Investigating Microplastic Ingestion by Zooplankton
Dedman, Craig John
Thesis or dissertation
University of Exeter
Microplastic pollution is a ubiquitous threat in the marine environment. The ingestion of microscopic debris (<5 mm) by marine zooplankton is a phenomenon of high ecological concern. This thesis presents new information regarding the ingestion of microplastics by marine zooplankton. The calanoid copepod, Centropages typicus, abundant in North Atlantic and Mediterranean coastal waters was found to ingest Polyamide-6 Nylon powder (μ = 30 μm), Polyethylene microbeads (μ = 20 μm) and artificial rope fibres (μ = 14.76 μm) that had been labelled with RADGLO fluorescent powder (475 nm) in the presence and absence of natural prey. Feeding experiments were conducted upon four zooplankton species; Acartia tonsa, Porcellanid larvae, Calanus helgolandicus and Oithona similis. Exposure to microplastic particles resulted in an energy deficit in all species with the exception of O. similis when feeding upon a natural assemblage of algae for 24 hours, though this was only statistically significant for A. tonsa exposed to a mixture of 10 μm and 20 μm Polystyrene spheres (100 particles mL-1). Zooplankton displayed altered feeding behaviour. High-speed video analysis allowed for the mechanisms of microplastic detection, capture and subsequent rejection or ingestion to be observed. It was found that long-range chemodetection is unlikely to occur; rather cells are detected upon contact with setae. Individuals appear to reject microplastic particles in response to the physical properties of microplastic particles.
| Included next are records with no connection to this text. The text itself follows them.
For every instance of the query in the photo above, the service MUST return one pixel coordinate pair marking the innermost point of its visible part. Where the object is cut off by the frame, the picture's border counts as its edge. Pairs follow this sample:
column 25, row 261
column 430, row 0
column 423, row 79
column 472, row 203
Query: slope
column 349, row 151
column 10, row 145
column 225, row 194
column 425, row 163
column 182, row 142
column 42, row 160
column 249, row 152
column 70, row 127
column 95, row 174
These studies provide fundamental information on the ingestion and biological effects of microplastic debris upon zooplankton, knowledge of which is important given the key role that zooplankton play in the transfer of energy to higher trophic levels and, thus, ecosystem function. These findings provide pathways for further research and highlight the influence that feeding strategy and prey selectivity may have in determining the negative effects associated with microplastic uptake.